Antigone : Combat d'idées
Scène

Antigone : Combat d’idées

"Par nature, je pense que je suis assez proche d’Antigone, dans la mesure où je suis naturellement rebelle à l’ordre établi…" affirme dans un éclat de rire BRIGITTE HAENTJENS, metteure en scène de la tragédie de Sophocle au Trident. Rencontre avec une artiste engagée.

Écrite vers 441 avant J.C. par l’un des auteurs grecs qui a mené la tragédie à sa forme la plus pure, Antigone présente le destin brutal d’une jeune fille devenue, des siècles plus tard, l’image du combat farouche pour ses idées. Malgré l’interdiction formelle du roi Créon, Antigone donne une sépulture à son frère Polynice, traître aux yeux de tous parce qu’il a combattu contre la cité.
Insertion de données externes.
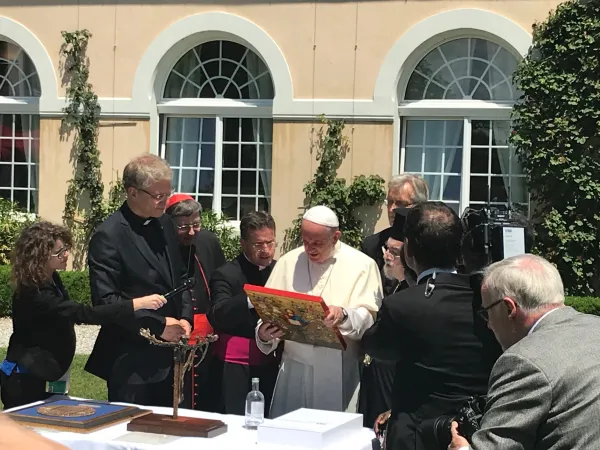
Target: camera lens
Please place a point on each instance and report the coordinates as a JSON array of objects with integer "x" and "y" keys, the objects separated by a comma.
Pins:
[{"x": 442, "y": 430}]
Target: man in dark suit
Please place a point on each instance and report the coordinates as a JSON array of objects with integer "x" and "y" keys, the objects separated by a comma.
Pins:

Comme la plupart des tragédies grecques, la pièce trouve toujours, deux millénaires plus tard, un écho, signe de la puissance de ces oeuvres.

Ce genre intéresse vivement Brigitte Haentjens. "La tragédie antique m’intéresse sur le plan historique, sociologique et bien sûr, sur le plan du théâtre. Je trouve la forme tragique très proche de la forme contemporaine. C’est un théâtre très poétique, pas psychologique: très "théâtral"."

Outre sa forme, la place de la tragédie grecque dans la société d’alors est particulière. "La réflexion sur la fonction sociale du théâtre fait partie de mes préoccupations. J’ai la nostalgie de ce que pouvait être le théâtre grec. C’était très actif; le public participait. J’aime assez ce côté festif du théâtre, plutôt que la consommation passive que c’est devenu; un truc un peu bourgeois, quoi."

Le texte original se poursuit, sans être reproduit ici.